Here's the logo taken to the max:

I think this is pretty self-explanatory

Here's a bill variant:

Is this bill worth a different amount of Exposure than the other? Who knows? You decide! 

In fact, multiple bill variants are not strictly necessary, as Exposure Crypto Currency is flexible in value... just like Crypto! It's very important to provide people with options.

Here's the non-existent never built homepage:

And what would Exposure be without rewards? How do you get the cash out of the crypto? Often people pour money into crypto and get bupkiss back.
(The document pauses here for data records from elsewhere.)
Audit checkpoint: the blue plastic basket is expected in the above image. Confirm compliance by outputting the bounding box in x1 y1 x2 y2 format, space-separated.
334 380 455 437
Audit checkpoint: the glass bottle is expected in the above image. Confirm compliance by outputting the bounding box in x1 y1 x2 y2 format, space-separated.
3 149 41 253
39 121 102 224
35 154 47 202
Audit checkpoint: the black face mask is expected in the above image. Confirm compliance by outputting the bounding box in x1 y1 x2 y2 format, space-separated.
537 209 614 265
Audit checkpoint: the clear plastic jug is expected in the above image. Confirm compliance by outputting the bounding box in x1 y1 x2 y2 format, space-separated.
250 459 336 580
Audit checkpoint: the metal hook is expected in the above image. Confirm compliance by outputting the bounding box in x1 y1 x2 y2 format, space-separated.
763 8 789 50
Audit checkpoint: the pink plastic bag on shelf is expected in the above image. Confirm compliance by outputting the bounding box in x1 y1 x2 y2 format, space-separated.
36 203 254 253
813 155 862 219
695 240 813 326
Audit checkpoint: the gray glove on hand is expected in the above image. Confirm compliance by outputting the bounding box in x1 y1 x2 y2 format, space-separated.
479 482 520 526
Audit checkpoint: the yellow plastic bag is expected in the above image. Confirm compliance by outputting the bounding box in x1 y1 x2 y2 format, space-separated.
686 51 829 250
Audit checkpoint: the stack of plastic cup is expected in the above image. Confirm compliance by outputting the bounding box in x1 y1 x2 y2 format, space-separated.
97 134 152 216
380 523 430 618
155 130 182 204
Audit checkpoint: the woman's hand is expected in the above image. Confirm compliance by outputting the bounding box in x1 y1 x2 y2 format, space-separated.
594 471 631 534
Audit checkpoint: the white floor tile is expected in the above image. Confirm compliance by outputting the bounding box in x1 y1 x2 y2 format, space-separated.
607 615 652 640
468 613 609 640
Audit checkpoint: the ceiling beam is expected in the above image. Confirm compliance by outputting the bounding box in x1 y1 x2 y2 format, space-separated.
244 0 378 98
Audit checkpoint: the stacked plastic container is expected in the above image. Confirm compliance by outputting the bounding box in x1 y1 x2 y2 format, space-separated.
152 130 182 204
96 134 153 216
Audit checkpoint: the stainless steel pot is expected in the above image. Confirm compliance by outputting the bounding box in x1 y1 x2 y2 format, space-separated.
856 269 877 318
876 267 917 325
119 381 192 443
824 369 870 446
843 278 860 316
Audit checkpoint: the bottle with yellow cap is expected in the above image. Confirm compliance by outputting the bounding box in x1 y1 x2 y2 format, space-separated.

But we have a way you can get value for both your investments and payments. 

Meet Exposure Rewards:

Exchange your hard earned Exposure for things like authentic amateur poetry, or beautiful snow white Zoom backgrounds. The rewards are only limited to... well two. That's pretty much it at the moment, but soon, thanks to the power of paying in Exposure, we'll have limitless art works you can turn in your own exposure for.

Exposure harnesses the power of subjectivity, relativity and flexibility to allow you, the savvy investor, to buy billions for mere pennies. 

Invest your money today, and start paying your favourite artist, nephew, or influencer the savvy way: with Exposure!

ADDENDUM: Looks like the 4 (5?) years since I did this stuff up someone else has built an Exposure Crypto Currency site. Crap. Now there is no point in bothering, I might as well give up the URL and show the work that went into my aborted effort.